I drive aimlessly for a while. No rush. I like being in the car, as long as traffic isn't too bad. Cars are little privacy cocoons that we take with us. If you could refuel while driving you could, theoretically, stay moving forever.
Zik's usually a chatterbox, but he's saying nothing right now, so I figure it's on me.
"So, how was dickhead at practice today?"
Zik snorts laughter. "You gave him a black eye."
"No shit!" Score one for me!
"And he was wearing his cap different. Forward, you know? Like this?" Zik demonstrates with his own ball cap, tilting it forward at an odd angle. It's just right to avoid brushing, say, a big ol' goose egg on the back of your head. I can't help it—I giggle like a five-year-old who just heard someone say "poop."
"Then it was all worth it. My sacrifice has not been in vain."

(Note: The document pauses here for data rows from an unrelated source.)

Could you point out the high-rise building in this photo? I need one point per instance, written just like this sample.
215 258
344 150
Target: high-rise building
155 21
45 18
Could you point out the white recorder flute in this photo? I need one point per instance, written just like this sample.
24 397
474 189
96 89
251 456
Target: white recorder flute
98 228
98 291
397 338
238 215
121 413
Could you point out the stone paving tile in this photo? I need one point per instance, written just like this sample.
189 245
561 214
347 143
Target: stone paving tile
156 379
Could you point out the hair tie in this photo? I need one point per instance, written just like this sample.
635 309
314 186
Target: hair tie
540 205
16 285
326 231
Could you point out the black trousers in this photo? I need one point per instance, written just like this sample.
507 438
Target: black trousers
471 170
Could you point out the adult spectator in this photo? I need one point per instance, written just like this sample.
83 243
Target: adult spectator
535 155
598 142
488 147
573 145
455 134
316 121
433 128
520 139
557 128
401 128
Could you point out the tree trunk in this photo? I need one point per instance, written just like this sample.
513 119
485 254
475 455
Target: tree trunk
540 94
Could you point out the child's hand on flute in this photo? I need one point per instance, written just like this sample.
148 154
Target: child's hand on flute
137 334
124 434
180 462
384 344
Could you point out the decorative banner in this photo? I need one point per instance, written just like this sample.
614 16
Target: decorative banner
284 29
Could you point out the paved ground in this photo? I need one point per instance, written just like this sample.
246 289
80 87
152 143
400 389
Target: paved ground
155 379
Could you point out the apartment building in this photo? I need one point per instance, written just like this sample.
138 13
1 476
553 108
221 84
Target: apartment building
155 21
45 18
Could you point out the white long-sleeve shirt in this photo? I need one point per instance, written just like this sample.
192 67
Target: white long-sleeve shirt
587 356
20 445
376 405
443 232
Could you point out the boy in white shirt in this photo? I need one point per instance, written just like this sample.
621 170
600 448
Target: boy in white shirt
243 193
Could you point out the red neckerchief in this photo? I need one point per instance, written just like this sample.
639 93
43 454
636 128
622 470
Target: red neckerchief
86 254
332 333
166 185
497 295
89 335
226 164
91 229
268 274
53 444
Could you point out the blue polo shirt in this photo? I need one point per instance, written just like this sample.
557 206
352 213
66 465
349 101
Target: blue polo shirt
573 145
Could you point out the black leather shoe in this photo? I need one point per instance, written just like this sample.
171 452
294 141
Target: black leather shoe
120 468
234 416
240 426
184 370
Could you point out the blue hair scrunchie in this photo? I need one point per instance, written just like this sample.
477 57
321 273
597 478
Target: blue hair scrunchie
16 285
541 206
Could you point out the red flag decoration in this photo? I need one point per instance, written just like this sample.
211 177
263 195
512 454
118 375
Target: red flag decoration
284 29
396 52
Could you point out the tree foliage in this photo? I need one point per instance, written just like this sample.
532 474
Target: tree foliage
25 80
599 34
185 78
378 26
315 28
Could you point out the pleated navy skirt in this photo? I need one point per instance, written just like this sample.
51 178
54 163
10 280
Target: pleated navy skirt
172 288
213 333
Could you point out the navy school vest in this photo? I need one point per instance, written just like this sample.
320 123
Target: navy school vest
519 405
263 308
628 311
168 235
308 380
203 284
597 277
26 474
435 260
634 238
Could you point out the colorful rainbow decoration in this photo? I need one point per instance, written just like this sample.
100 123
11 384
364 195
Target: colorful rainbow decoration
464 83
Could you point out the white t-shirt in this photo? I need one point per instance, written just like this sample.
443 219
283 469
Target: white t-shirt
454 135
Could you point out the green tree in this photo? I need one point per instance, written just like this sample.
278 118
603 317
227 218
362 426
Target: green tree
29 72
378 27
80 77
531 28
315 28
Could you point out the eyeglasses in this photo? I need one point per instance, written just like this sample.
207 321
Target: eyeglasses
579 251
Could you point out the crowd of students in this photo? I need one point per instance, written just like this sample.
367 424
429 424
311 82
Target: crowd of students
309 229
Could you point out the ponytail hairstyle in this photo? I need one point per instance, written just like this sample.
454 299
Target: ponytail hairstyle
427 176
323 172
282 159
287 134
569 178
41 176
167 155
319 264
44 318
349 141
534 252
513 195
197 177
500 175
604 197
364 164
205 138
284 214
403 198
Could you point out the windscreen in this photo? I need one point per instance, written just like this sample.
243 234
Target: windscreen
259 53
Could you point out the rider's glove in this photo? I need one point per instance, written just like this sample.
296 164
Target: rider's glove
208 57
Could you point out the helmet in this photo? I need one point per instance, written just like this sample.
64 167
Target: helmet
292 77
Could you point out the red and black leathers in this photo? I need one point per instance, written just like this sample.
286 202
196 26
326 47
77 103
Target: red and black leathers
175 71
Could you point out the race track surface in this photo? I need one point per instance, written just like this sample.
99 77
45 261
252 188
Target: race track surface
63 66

"Yeah, speaking of..." Zik stops to point out the drive-through for Lake Side, a pretentious local joint with fries to die for. I agree with a shrug. "Speaking of sacrifice, man—how'd your parents take the news?"
Eve. My heart jackhammers for a second, and I think a flicker's coming on. "The news?"
"Getting suspended?"
Oh. That. "They're OK with it."
He shakes his head. "You've got the coolest parents in the world."
It's our turn at the window, so I get to avoid responding to that. The truth of the matter is that by the time I decided to go tell them last night, Mom and Dad were in the middle of a fight, and next thing I knew Mom was out the door and backing out of the driveway. That's her usual response to their fights—flight. I figured that wasn't the best time to tell Dad. In the morning, while he was eating breakfast, I told him, including what Kaltenbach had said to set me off.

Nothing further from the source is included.